New high-cost cell-based gene therapy drug Encelto approved for use in the ambulatory surgical center (ASC) setting

Effective for claims with dates of service (DOS) on or after October 1, 2025, Medicare approved a groundbreaking new cell-based gene therapy drug, Encelto, for use in the ASC setting. This high-cost drug, however, presents unique billing challenges due to system limitations. 

This article provides billing information and instructions for providers about this gene therapy when provided in an ASC.

Billing instructions

Effective for DOS on or after October 1, 2025: 

  • Medicare will pay claims from ASCs for HCPCS code J3403 (revakinagene tarorectcel-lwey, per implant) when billed with an appropriate surgical procedure code from the ASC fee schedule (ASCFS).

Place of service (POS)

For Part B ASC claims, HCPCS code J3403 will only be paid in POS 24. Any other place of service will be denied.

Number of units

When entering the dollar amount for the charge of a service, providers are limited to a maximum of $99,999.99 per claim because $100,000.00 would exceed the Part B Medicare Claim System (MCS) field size. 

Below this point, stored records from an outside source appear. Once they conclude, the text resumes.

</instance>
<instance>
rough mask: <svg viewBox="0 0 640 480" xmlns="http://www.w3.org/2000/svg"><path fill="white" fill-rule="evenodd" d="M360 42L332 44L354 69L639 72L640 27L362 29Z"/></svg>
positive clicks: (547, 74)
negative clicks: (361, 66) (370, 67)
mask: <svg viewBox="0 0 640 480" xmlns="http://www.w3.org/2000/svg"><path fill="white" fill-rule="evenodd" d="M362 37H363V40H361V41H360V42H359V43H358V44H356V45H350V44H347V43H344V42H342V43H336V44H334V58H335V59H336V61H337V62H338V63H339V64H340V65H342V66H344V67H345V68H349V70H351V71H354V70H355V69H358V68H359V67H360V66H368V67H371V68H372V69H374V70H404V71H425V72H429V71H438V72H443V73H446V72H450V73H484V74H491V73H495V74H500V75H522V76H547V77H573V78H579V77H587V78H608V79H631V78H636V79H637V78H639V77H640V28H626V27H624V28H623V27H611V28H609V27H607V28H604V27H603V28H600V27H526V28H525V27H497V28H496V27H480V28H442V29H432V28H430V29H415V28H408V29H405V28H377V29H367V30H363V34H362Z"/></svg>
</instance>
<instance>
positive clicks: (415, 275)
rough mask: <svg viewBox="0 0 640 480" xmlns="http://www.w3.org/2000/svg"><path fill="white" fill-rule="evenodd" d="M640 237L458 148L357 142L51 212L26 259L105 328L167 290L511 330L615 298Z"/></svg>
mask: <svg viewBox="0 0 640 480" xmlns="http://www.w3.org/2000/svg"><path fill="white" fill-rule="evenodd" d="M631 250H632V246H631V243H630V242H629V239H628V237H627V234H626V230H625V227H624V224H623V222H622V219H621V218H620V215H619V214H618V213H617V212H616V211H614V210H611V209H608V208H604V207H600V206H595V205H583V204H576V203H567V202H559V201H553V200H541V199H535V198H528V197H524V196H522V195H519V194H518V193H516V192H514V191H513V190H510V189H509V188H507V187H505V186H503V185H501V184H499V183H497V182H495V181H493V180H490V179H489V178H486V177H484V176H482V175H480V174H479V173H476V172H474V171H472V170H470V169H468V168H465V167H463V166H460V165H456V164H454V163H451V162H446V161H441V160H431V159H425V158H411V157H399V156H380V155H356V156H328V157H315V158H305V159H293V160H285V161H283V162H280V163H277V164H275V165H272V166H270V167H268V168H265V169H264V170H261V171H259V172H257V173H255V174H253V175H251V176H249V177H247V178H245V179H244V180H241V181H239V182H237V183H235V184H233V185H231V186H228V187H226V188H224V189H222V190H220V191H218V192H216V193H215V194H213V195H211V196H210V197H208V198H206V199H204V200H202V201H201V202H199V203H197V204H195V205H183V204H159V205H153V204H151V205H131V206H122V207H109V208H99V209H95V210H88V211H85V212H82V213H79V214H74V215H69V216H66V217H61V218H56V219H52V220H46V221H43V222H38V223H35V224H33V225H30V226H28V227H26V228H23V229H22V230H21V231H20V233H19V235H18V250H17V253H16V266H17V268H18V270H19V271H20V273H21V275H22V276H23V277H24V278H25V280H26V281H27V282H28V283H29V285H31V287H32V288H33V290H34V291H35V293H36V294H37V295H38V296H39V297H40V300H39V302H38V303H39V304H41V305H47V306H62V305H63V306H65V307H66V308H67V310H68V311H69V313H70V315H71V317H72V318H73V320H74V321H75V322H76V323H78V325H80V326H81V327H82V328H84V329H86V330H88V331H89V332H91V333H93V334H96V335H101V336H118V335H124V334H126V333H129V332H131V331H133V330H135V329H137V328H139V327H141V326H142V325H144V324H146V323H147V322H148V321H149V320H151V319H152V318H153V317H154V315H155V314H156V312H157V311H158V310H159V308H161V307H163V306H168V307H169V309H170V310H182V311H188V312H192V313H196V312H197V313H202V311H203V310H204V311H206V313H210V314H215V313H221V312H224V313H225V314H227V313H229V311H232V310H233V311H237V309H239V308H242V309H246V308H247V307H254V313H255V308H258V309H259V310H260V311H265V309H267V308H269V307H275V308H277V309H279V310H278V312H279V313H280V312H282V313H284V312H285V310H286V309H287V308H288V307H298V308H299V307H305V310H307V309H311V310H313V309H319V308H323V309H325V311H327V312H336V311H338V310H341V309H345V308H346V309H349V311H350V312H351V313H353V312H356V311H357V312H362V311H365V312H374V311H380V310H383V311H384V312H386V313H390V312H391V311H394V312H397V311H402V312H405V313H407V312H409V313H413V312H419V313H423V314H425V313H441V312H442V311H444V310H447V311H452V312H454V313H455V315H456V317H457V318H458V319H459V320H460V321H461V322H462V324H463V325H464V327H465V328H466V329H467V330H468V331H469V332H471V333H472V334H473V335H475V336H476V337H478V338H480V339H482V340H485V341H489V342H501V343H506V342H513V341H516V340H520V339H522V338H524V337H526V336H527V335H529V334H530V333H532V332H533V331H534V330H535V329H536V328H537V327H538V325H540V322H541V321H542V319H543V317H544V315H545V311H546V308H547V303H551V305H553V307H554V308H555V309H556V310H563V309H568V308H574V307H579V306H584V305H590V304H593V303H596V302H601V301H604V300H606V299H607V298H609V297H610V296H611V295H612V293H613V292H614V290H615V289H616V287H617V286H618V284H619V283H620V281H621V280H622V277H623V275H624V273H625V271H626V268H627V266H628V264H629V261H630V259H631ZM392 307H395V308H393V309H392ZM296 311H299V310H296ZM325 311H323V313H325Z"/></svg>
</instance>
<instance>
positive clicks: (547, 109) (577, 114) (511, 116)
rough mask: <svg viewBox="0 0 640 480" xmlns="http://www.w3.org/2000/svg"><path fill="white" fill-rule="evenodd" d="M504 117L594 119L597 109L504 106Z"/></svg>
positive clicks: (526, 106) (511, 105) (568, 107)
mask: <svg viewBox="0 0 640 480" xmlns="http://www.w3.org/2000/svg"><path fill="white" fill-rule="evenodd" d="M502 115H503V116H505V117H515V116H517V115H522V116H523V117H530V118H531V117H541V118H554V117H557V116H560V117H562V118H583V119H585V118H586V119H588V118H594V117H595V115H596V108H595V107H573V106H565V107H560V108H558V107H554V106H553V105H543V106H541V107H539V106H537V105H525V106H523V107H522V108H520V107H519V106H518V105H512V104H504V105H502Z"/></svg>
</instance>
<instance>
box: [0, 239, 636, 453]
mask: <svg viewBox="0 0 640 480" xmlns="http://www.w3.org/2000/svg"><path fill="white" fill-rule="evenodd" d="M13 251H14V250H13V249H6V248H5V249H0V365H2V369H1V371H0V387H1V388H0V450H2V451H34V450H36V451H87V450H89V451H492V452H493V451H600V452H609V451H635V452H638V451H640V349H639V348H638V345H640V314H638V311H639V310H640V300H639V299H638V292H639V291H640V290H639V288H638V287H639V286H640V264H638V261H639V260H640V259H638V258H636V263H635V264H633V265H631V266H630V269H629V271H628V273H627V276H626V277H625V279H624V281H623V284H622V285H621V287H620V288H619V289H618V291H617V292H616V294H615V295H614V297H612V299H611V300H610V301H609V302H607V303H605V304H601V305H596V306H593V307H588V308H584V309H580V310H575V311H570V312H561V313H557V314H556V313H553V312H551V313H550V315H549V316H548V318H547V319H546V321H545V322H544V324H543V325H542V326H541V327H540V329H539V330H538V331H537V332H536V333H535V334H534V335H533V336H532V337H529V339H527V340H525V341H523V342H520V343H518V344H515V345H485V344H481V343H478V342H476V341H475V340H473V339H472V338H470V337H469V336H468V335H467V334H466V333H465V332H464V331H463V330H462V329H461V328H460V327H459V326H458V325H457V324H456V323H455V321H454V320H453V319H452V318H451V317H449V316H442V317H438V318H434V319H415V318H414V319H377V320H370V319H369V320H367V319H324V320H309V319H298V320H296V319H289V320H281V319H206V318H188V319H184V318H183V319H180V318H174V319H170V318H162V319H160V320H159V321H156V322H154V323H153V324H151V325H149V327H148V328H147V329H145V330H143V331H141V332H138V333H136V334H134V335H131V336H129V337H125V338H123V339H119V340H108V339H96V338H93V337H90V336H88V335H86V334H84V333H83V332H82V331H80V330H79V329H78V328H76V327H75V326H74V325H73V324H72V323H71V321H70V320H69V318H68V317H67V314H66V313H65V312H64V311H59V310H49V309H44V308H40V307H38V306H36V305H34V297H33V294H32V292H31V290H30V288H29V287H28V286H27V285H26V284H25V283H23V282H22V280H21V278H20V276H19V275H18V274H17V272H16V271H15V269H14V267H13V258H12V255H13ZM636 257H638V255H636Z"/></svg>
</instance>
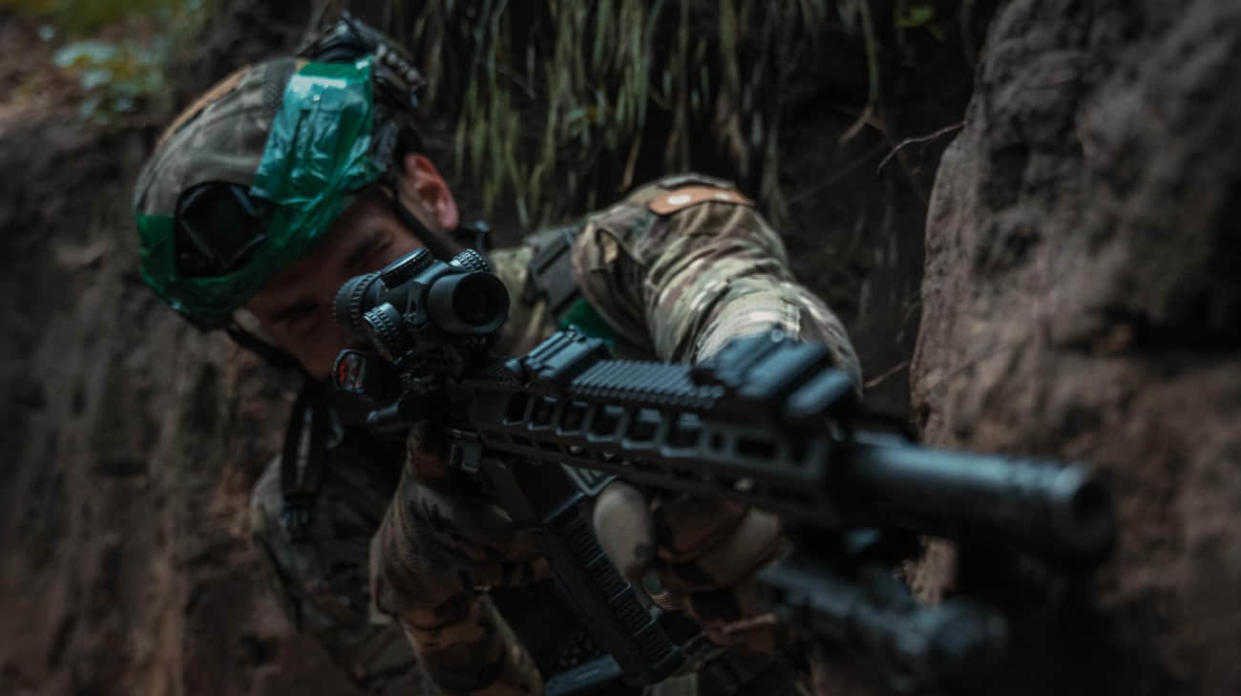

The total payment for the high-cost cell-based gene therapy drugs will be divided in fractionated units. The provider will need to bill the total number of claims for these fractional units to reach the total Medicare allowed payment amount or one complete unit (1.0) as follows:

  • Providers billing $499,999.99 or less would submit 5 claims for 0.2 fractional units per claim, for one complete unit (1.0).
  • For claims priced over $500,000.00, providers would submit 10 claims for 0.1 fractional units per claim.

The total units for fractions billed shall not exceed one complete unit (1.0).

Providers must submit multiple claims and append modifier LU (fractionated billing) to each claim. To prevent duplicate denials, also use modifier 76 (repeat service or payment by the same physician or other qualified healthcare professional) to bill all subsequent fractional units to ensure proper payment.

  • Claims for fractional units billed without modifier LU will be denied. 

Billing claim example

Each dose is allowed payment per one complete unit (1.0) with a payment amount of $257,500.00:

  • 0.2 units = $51,500
    • Claim 1 -- J3403 with modifier LU billed with 0.2 units = $51,500.00
      • This claim should also be billed with the surgical code from the ASCFS.
    • Claims 2, 3, 4, and 5 -- J3403 with modifiers LU, 76 billed with 0.2 units = $51,500.00

Note: Each fractional unit would be billed on a separate claim. Contractors will only pay up to one complete unit (1.0) per HCPCS code. Anything above one complete unit (1.0) will be denied.